There is also ongoing work to support automatic segment compaction of sharded segments as well as compaction not requiring
Hadoop (see [here](https://github.com/apache/incubator-druid/pull/5102)).

### Determining Fetch Settings
Internally, the Kinesis Indexing Service uses the Kinesis Record Supplier abstraction for fetching Kinesis data records and storing the records
locally. The way the Kinesis Record Supplier fetches records is to have a separate thread run the fetching operation per each Kinesis Shard, the
max number of threads is determined by `fetchThreads`. For example, a Kinesis stream with 3 shards will have 3 threads, each fetching from a shard separately.
There is a delay between each fetching operation, which is controlled by `fetchDelayMillis`. The maximum number of records to be fetched per thread per
operation is controlled by `recordsPerFetch`. Note that this is not the same as `maxRecordsPerPoll`.

The records fetched by each thread will be pushed to a queue in the order that they are fetched. The records are stored in this queue until `poll()` is called
by either the supervisor or the indexing task. `poll()` will attempt to drain the internal buffer queue up to a limit of `max(maxRecordsPerPoll, q.size())`.
Here `maxRecordsPerPoll` controls the theoretical maximum records to drain out of the buffer queue, so setting this parameter to a reasonable value is essential
in preventing the queue from overflowing or memory exceeding heap size.

Kinesis places the following restrictions on calls to fetch records:

- Each data record can be up to 1 MB in size.
- Each shard can support up to 5 transactions per second for reads.
- Each shard can read up to 2 MB per second.
- The maximum size of data that GetRecords can return is 10 MB.
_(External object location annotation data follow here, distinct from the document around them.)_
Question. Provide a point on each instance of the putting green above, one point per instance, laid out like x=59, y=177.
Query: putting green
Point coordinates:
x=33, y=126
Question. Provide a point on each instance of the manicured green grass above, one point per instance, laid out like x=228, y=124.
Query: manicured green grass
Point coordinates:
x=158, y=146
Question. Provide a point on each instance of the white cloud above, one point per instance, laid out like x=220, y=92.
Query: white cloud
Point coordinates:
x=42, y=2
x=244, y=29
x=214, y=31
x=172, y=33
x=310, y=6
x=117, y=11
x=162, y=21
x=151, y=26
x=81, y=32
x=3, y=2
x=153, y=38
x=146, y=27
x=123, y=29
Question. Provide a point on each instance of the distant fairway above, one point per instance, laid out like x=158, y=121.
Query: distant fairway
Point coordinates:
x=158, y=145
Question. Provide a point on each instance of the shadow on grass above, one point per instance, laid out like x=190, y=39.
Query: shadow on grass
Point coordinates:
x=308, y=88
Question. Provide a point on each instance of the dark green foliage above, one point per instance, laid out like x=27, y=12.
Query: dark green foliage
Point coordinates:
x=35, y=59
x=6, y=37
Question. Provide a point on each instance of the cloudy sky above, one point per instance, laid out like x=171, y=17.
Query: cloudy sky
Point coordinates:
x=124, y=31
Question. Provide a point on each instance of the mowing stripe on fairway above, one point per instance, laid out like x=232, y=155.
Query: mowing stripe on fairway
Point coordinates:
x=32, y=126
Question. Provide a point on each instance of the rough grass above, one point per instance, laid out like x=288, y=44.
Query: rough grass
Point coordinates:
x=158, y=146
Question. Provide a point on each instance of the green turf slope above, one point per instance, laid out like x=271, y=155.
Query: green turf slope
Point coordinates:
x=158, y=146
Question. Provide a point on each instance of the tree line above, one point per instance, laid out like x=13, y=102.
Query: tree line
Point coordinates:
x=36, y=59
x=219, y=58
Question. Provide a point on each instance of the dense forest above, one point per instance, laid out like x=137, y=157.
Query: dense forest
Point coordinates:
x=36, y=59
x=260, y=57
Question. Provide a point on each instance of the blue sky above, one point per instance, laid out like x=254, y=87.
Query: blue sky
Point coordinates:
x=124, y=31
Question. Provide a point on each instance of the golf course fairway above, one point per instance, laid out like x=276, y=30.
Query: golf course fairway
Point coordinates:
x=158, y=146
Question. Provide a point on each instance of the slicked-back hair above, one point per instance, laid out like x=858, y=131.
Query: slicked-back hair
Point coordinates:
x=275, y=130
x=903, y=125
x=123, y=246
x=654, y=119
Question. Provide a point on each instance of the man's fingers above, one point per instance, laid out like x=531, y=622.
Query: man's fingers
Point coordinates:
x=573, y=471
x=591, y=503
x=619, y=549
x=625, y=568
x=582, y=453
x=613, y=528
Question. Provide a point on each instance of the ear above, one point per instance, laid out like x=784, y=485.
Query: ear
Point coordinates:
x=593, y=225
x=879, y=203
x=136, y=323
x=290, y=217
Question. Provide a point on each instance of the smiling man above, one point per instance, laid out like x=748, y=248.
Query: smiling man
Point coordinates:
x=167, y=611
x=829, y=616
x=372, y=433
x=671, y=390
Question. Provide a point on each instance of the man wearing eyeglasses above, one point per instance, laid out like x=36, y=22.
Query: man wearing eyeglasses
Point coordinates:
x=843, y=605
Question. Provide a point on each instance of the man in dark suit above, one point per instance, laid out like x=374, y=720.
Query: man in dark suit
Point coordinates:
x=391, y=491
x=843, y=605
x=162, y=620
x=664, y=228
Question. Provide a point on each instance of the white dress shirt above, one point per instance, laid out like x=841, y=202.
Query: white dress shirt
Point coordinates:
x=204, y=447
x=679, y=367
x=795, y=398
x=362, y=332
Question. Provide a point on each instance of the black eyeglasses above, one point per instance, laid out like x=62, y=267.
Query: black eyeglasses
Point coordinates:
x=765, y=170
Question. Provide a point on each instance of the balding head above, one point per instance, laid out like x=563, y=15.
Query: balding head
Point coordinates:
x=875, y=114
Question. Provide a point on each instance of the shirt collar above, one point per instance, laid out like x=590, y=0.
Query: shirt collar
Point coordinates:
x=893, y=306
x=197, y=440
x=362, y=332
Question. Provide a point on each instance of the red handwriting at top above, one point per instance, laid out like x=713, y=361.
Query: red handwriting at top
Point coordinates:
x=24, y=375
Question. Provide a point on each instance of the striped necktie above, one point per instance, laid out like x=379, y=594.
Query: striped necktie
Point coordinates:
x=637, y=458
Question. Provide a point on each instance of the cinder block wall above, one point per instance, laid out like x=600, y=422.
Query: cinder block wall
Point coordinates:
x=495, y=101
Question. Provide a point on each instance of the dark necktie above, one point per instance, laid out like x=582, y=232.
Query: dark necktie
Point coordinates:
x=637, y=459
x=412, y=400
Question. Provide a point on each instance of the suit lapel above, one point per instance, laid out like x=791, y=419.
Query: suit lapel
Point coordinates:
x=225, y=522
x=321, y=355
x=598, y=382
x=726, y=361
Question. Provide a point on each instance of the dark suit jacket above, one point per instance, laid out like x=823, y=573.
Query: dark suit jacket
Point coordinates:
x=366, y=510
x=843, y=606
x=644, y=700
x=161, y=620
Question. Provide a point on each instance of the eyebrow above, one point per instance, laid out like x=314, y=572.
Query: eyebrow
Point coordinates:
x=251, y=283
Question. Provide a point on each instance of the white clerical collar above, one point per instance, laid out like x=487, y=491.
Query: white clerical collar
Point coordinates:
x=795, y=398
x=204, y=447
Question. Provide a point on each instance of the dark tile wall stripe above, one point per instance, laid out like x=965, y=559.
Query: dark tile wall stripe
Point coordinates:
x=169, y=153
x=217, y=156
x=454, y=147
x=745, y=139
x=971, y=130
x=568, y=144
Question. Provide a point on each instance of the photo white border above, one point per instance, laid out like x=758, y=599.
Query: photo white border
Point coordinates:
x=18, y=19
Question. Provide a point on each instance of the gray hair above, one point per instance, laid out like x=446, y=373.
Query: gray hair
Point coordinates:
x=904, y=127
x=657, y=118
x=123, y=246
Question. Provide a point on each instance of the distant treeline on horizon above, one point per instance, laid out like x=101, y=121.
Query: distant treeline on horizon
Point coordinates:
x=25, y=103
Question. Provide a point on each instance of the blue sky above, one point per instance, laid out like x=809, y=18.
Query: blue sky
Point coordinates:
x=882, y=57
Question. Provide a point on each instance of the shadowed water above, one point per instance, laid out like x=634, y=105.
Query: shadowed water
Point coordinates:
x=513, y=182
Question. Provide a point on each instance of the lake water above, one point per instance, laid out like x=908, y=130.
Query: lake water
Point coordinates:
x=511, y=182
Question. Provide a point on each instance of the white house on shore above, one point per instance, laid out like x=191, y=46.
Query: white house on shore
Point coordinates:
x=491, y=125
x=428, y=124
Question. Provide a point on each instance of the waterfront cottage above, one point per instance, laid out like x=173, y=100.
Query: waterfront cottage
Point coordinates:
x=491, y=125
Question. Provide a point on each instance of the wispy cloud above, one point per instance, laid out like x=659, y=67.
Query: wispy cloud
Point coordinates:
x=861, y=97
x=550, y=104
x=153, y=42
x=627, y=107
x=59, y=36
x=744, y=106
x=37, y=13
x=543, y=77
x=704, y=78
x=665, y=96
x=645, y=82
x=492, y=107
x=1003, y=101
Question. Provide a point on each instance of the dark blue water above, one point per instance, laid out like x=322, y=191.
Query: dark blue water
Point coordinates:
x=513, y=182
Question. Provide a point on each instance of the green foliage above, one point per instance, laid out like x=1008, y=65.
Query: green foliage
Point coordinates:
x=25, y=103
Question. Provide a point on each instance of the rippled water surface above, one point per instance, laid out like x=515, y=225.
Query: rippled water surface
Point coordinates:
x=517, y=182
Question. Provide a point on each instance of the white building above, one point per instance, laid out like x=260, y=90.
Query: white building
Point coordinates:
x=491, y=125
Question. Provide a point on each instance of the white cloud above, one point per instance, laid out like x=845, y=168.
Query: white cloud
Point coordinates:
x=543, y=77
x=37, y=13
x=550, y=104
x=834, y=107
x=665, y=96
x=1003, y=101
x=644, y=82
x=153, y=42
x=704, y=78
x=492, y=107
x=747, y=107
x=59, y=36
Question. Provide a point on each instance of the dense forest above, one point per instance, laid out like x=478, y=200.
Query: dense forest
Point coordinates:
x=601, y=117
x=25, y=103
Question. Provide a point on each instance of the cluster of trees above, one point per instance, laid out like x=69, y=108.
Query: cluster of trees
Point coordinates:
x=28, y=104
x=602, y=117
Values for `recordsPerFetch` and `fetchDelayMillis` should be chosen to maximize throughput under the above constraints.
The values that you choose will depend on the average size of a record and the number of consumers you have reading from
a given shard (which will be `replicas` unless you have other consumers also reading from this Kinesis stream).

If the above limits are violated, AWS will throw ProvisionedThroughputExceededException errors on subsequent calls to
read data. When this happens, the Kinesis indexing service will pause by `fetchDelayMillis` and then attempt the call
again.

Internally, each indexing task maintains a buffer that stores the fetched but not yet processed record. `recordsPerFetch` and `fetchDelayMillis`
control this behavior. The number of records that the indexing task fetch from the buffer is controlled by `maxRecordsPerPoll`, which
determines the number of records to be processed per each ingestion loop in the task.

## Deaggregation
See [issue](https://github.com/apache/incubator-druid/issues/6714)

The Kinesis indexing service supports de-aggregation of multiple rows packed into a single record by the Kinesis
Producer Library's aggregate method for more efficient data transfer. Currently, enabling the de-aggregate functionality
requires the user to manually provide the Kinesis Client Library on the classpath, since this library has a license not
compatible with Apache projects.

To enable this feature, add the `amazon-kinesis-client` (tested on version `1.9.2`) jar file ([link](https://mvnrepository.com/artifact/com.amazonaws/amazon-kinesis-client/1.9.2)) under `dist/druid/extensions/druid-kinesis-indexing-service/`.
Then when submitting a supervisor-spec, set `deaggregate` to true.